With ease of doing business and government of India’s initiative of attracting foreign investment in India, more and more foreign companies are setting up business in India.

In this regard, one of the options available for foreign company incorporation in India is in form of Wholly Owned Subsidiary Company in India.

In this write up, we have provided brief overview of Incorporation of Wholly Owned Subsidiary Company in India.

 When parent company holds 100% shares of Indian company, Indian company becomes wholly owned subsidiary company of parent company.

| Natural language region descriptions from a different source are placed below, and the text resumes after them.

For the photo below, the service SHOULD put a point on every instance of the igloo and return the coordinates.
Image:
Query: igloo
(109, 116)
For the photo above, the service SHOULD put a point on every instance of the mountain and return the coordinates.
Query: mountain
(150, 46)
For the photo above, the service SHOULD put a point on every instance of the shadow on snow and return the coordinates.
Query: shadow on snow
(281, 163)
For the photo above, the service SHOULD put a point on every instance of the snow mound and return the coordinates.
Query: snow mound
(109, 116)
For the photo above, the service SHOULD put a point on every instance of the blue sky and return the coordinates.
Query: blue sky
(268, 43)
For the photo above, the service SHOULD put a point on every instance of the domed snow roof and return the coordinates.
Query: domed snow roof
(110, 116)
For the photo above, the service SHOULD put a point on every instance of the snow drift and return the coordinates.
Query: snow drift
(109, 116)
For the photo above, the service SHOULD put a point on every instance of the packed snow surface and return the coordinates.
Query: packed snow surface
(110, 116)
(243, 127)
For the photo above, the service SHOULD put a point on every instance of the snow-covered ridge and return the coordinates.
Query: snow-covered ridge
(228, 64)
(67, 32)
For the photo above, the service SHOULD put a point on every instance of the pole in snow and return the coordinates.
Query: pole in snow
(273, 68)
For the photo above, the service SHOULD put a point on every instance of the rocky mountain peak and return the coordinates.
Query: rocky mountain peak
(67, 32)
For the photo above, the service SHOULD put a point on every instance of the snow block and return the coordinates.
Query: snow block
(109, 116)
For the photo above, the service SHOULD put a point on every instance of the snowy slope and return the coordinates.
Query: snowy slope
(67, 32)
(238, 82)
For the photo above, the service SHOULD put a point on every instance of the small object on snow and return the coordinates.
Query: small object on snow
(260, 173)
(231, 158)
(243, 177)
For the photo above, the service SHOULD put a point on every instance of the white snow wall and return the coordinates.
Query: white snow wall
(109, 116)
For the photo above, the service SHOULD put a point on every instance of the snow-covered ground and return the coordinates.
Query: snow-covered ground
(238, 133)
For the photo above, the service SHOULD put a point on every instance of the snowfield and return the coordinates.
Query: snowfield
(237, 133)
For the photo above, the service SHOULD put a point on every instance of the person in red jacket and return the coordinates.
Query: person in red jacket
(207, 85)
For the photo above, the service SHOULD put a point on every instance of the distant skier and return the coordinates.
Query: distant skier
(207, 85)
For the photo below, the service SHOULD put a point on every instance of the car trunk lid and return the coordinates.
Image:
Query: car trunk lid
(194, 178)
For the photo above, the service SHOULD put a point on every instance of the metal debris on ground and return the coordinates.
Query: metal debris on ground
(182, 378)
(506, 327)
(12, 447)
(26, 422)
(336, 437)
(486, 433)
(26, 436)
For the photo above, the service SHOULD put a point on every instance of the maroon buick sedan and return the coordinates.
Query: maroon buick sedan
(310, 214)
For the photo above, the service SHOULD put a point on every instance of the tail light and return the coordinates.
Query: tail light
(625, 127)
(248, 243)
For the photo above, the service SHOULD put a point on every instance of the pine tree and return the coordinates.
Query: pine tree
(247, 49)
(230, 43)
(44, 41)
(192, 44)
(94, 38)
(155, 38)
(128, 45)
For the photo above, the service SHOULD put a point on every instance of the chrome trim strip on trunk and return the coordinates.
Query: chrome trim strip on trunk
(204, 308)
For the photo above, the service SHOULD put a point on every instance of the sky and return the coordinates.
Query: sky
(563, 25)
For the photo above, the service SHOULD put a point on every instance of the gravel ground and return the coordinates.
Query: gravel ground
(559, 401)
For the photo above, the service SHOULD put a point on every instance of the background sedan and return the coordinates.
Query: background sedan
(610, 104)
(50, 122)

Registration of Wholly Owned Subsidiary Company in India

Foreign companies opt for this option of entity set up when

  1. They have long term intention to stay in India and explore Indian market with aim to do full scale business operations in India.
  2. When they want to use the same brand as in home country.

Permissible business activities  

  1. Any activity which is permissible as per FDI guidelines and also mention in the company’s memorandum of association can be done by wholly owned subsidiary company in India.
  2. RBI has allowed 2 routes for investment in India i.e. automatic route and government approval route. Most of the business activities are permissible under automatic route and for very few business sectors prior approval of government of India is required.
  3. Also, RBI has prescribed some prohibited sectors where wholly owned subsidiary companies cannot make any investment.

Therefore, this is an important aspect to be kept in mind before Registration of Wholly Owned Subsidiary Company in India.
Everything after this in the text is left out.